На следующий день Семён проснулся с похмелья, за ночь иссушившего ротовую полость как пустыню Сахара. В школу он по привычке опоздал, благо первым уроком в расписании значились так называемые «дополнительные занятия», в нашем случае по химии. Суть этих незамысловатых занятий заключалась в том, что девятиклассники все сорок пять минут решали нечто, ожидавшее их на экзамене. С учительскими комментариями. Именно на занятиях «силы через радость» и именно на химии вчерашний спринтер сидел за одной партой с Настасьей Филипповной.

– Надеждинский, ты бухал вчера или у тебя парфюм такой?

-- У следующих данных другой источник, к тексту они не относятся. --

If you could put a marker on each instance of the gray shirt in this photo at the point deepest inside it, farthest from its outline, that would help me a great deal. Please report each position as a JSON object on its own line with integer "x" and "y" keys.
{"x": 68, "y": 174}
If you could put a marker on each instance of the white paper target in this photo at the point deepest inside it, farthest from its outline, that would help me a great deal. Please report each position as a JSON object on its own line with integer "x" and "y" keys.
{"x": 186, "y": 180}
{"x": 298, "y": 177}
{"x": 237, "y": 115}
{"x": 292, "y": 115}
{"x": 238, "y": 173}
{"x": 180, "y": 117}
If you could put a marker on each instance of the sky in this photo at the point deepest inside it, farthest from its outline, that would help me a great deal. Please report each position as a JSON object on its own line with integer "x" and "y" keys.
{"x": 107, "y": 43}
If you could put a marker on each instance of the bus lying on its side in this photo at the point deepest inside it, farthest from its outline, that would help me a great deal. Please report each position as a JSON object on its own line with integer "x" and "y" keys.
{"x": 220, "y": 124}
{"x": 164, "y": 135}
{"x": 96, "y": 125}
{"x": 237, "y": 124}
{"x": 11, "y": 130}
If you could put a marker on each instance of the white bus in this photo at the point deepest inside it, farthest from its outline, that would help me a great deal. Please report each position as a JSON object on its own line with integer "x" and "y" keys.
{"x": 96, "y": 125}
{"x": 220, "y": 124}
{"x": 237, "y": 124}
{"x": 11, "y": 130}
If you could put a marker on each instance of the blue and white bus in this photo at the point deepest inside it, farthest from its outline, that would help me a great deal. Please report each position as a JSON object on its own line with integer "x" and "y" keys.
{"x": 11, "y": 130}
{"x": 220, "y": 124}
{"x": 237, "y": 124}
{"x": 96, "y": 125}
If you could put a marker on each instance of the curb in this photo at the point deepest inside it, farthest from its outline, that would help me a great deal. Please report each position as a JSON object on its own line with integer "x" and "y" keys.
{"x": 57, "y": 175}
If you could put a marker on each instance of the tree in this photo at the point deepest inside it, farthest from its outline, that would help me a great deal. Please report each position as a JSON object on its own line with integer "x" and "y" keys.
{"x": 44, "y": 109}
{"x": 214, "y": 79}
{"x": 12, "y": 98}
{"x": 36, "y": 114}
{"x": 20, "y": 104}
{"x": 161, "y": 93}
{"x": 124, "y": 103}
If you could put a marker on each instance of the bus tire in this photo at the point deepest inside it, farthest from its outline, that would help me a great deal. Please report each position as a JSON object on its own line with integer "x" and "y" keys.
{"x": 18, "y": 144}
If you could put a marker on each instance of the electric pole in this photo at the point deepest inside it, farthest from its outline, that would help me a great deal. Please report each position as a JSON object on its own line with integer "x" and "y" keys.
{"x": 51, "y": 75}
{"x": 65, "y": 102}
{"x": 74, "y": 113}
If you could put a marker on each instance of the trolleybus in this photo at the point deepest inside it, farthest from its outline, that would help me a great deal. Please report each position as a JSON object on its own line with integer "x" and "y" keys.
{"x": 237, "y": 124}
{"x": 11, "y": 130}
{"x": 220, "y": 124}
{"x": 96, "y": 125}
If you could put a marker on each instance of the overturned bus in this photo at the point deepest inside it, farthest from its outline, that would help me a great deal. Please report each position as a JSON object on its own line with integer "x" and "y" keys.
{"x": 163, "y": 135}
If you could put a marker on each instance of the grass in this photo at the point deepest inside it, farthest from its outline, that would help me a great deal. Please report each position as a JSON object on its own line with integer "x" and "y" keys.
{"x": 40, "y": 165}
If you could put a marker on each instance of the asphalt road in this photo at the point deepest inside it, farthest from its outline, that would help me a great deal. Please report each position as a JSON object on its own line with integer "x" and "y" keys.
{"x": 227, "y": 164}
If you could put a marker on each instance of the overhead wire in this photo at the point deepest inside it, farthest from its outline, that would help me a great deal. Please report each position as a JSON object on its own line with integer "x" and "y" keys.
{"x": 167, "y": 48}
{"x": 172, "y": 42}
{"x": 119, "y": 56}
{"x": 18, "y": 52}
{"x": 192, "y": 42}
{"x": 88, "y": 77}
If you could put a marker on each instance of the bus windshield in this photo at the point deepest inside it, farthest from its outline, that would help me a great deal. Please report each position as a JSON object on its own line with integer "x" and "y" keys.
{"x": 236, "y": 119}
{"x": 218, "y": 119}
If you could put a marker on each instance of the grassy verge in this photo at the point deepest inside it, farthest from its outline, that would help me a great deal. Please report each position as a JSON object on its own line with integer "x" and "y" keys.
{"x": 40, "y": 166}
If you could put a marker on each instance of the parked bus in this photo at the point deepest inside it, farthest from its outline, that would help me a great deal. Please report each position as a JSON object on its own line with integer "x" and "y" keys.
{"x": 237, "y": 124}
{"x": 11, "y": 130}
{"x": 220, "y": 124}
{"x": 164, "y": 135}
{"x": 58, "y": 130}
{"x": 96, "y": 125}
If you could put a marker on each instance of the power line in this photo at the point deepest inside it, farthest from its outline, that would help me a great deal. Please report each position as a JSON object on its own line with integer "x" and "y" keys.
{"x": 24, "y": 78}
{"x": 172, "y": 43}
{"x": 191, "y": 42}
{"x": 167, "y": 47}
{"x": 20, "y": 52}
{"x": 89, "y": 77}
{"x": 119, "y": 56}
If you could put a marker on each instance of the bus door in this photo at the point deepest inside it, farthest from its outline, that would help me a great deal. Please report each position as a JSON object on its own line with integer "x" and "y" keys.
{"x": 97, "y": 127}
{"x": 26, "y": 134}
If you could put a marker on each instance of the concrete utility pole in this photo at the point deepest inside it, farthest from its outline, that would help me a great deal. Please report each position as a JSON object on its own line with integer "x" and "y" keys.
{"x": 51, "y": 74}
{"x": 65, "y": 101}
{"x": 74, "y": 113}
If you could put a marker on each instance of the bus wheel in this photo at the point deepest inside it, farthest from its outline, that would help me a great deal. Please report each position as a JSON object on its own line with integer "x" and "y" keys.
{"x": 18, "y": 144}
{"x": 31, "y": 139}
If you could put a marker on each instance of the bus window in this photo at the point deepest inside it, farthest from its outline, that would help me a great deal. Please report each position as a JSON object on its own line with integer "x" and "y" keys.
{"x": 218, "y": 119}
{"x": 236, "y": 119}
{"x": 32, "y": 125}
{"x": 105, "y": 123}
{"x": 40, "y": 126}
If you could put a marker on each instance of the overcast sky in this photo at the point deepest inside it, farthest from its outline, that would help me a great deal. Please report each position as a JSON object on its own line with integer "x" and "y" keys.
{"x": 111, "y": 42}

– Ни то и ни другое. У меня вместо слюны вырабатывается этанол. Разве так заметно?

– Вообще-то да.

– До меня дошли слухи, будто вы занялись благотворительностью.

– В каком смысле?

– Вы оказываете гуманитарную помощь в виде поцелуев.

– Это тебе он сказал? Ничего нельзя доверить человеку. Хотя, как человеку – Фалафелю.

– Ну-ка цыц там, – прервала их беседу Виктория Игоревна.

Через минуту по двери пробежал прерывистый стук и из проёма высунулась голова Ирины Петровны.

– Виктория Игоревна, там люди пришли. Проверять учеников на наркотики.

– Раз пришли, пусть проверяют.

– Уважаемые девятиклассники, идите сейчас ко мне, берите баночки для анализов и вперёд.

Есть на Руси помимо прочих одна забава – устраивать для школьников всякого рода тесты. Тесты на склонность к суициду, употребление наркотиков, определение положения в пищевой цепочке и ступени в эволюционной лестнице и ещё миллион подобных дегенеративных позиций. Дегенеративных по той причине, что большинство тестируемых отвечает на наводящие вопросы именно то, чего наводящими вопросами добиваются. В итоге получалось, будто как минимум процентов шестьдесят из них хоть раз в жизни употребляли героин и участвовали в незащищённом половом контакте с лицами того же пола. Обезьяны. Именно они и составляют краткую выжимку из МКБ-10 в виде анамнеза. Естественно, организаторов теста такое сальдо между ожиданиями и реальностью не устраивало, поэтому в ход пускался следующий метод сбора информации – опыты.

Надеждинский взял баночку для анализов и направился к туалету, в котором уже пребывали Фалафель, Громов и Чистоплюев. Причём их пристанище выглядело больше как место в аду, где поджаривают особо отличившихся грешников. Тех, кто ворует берëт ничейное из фонда на ремонт мужского туалета или хотя бы качественного клининга.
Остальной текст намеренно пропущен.